At the end of this lab, we were told that this was only the ‘Basic’ level and that we were welcome to attend the next level of ‘Advance Lab’ as well!
So enchanted I was with this experience that I was determined to attend the Advance Lab. Happily enough, my Boss agreed immediately…this time with a chuckle.
…To the next level
So I came to the Advance Level, high with expectations and honestly couldn’t wait for the ‘fun’ to resume.
Fun? Hah…
The start this time was at a frenetic pace without any iffy hesitation…afterall we all had gone through Basic Lab before. Everyone was articulate, every soul ready to unshackle and unleash. I had a torrid time to cope up, being fed up with waves of nasty feedbacks after my over-zealous initial flings. I had the sinking feeling within that my clothes were getting lost in front of my own eyes without any promise of return. I was struggling for a shelter within. In short, the first two days was a nightmare that wasn’t obliging to be over.
But from third day onwards, I became a different person. Defiant and yet calm…not ready to take anything lying down. It didn’t go unnoticed.
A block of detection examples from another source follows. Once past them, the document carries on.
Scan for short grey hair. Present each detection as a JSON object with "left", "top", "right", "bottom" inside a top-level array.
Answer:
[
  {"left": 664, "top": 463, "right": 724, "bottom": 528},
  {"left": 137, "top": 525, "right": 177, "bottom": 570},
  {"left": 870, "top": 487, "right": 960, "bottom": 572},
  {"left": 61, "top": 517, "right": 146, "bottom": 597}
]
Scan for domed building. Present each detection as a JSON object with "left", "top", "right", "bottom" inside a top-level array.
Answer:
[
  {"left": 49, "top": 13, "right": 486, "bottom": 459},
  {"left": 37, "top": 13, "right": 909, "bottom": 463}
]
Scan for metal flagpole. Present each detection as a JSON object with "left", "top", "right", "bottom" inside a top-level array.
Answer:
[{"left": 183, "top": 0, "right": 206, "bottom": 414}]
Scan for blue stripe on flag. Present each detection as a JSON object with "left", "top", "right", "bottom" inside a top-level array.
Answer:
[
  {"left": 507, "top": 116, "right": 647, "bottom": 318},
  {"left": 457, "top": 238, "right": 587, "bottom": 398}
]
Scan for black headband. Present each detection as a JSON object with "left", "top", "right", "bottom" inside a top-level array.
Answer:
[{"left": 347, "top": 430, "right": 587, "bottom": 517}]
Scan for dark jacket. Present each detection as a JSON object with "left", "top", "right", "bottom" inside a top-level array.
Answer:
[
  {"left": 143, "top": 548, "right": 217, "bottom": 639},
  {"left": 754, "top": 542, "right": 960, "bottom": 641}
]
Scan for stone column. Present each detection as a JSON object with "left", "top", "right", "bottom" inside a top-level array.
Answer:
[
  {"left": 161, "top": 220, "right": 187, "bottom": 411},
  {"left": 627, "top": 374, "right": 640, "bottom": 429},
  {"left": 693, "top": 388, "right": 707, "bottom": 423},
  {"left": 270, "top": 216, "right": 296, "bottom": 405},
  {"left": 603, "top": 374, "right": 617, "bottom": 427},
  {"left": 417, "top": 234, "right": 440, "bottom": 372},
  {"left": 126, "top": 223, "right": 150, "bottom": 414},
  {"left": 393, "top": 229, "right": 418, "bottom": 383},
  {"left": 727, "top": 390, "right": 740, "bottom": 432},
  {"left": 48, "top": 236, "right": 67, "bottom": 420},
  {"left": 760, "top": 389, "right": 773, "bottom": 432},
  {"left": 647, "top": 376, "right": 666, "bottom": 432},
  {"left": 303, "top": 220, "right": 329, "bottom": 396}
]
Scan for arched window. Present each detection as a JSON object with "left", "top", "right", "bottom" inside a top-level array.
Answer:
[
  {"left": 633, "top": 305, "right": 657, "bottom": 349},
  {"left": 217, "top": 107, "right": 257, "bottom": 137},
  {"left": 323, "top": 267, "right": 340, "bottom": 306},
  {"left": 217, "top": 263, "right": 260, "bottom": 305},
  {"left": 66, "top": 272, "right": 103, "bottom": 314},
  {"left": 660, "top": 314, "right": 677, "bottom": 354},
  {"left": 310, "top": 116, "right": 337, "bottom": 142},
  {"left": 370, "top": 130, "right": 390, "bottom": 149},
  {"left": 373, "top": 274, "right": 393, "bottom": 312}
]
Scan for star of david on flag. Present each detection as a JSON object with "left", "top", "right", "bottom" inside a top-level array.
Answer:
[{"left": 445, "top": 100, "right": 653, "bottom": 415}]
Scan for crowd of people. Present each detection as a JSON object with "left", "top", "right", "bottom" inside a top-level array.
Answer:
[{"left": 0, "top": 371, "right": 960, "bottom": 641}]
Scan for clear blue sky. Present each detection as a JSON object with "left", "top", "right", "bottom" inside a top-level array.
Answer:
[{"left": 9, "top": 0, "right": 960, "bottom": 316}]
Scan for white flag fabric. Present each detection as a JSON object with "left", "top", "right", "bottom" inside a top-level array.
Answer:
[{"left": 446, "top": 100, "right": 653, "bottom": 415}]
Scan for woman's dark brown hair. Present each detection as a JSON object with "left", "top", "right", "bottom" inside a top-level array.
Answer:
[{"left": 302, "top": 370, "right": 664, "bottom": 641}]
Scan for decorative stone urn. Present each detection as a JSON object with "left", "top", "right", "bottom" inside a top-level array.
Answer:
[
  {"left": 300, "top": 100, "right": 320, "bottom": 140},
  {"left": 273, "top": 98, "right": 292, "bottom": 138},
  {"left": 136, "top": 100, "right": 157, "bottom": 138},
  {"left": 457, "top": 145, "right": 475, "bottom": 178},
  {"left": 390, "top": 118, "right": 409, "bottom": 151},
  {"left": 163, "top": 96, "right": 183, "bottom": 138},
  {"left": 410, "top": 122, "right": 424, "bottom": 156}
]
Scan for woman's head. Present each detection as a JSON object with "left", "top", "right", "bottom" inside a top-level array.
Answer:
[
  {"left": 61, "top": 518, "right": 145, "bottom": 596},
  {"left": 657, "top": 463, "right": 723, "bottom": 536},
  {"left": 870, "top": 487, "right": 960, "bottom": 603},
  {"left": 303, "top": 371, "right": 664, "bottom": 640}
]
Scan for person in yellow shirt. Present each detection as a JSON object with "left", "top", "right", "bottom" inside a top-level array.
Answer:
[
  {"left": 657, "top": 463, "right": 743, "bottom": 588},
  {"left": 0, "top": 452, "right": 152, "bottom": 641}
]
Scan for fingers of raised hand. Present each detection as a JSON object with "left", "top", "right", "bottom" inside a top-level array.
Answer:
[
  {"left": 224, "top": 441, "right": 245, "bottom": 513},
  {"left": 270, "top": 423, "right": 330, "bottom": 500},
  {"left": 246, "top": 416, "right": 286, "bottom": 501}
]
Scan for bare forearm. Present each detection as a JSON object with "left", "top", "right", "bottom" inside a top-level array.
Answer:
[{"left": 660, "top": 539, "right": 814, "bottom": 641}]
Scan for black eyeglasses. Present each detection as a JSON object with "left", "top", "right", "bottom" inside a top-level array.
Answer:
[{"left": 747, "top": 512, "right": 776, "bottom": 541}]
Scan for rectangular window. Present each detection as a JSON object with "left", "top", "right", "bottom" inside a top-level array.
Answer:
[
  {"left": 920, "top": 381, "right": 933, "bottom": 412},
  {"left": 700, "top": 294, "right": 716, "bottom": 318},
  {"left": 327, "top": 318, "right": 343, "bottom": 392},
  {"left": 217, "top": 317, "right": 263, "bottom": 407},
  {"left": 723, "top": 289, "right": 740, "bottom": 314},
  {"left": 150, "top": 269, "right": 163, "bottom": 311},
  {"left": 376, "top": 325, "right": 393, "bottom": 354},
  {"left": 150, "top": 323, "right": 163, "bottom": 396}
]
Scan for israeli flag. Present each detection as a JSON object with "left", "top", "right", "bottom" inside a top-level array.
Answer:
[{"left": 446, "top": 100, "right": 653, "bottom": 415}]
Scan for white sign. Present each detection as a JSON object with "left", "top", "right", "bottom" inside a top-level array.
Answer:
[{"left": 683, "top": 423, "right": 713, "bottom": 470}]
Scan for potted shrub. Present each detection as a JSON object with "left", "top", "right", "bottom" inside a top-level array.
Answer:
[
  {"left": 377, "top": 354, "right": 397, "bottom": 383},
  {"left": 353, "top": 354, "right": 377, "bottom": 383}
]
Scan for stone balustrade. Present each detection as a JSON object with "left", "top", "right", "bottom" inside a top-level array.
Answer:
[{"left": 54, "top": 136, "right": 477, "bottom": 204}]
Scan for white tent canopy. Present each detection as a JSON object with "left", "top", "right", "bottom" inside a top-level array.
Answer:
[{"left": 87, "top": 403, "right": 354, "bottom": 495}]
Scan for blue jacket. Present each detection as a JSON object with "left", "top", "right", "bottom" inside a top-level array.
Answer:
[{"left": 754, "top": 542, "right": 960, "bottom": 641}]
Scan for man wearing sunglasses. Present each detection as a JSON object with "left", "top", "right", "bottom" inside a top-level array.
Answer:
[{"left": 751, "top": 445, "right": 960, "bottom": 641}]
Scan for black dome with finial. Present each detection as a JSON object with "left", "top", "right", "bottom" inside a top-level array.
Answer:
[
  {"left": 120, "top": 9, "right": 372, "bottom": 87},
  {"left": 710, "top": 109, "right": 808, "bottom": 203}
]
With data I praised an individual, who was being walloped by the group; and gave firm, constructive, emotional feedback to someone. This caught everyone by surprise.
I felt free, unshackled..as if retooled for life ahead. The journey was so intense this time, that there were not only hugs, but raw tears when we parted. Some associations, in fact relationships, even seventeen years since, still thrive with fragrance!
…My takeaways
Honestly, many!
To mention a few…
I am no longer shy to pick up a conversation with any unknown individual; the much dreaded gender barrier is also gone!
In our organizational life, our basic thrust is probably to stay with logic, our left-hand part of the brain. In this process, the softer aspects…emotions, feelings, creativity take a backseat. But when we take care of this right-hand part of our brain as well and allow these aspects to come out unhindered, the combined force of both these can create an absolutely awesome impact that might take us to uncharted territory.
Most importantly, many colleagues find me fun to work with!
What else do I need?
I can’t thank my participation to those T-group behavior-labs enough.
And Post-Script
Is everything perfect about the labs? Well, like most things else…I dare say, no, not at all! When some participants do ‘well’, there’s immediate appreciation from facilitator(s). That’s absolutely fine, in fact justified. However when someone isn’t ‘doing well’ or is not ‘up-to-the mark’….implying (maybe) not meeting the benchmark, things become pretty low…bordering on the nasty…for the participant(s) concerned. And of course forget about any word of encouragement or soft prodding or the proverbial ‘hand-holding’ that is much begged for during those critical moments from the facilitator. In fact, there is sharp criticism, even mocking (not just a mere admonishment)…a virtual write-off for the individual. This gives a sinking feeling from which there can’t be any escape.
But the upsides, as mentioned already, are many and hence is it’s very much worth taking this ‘risk’.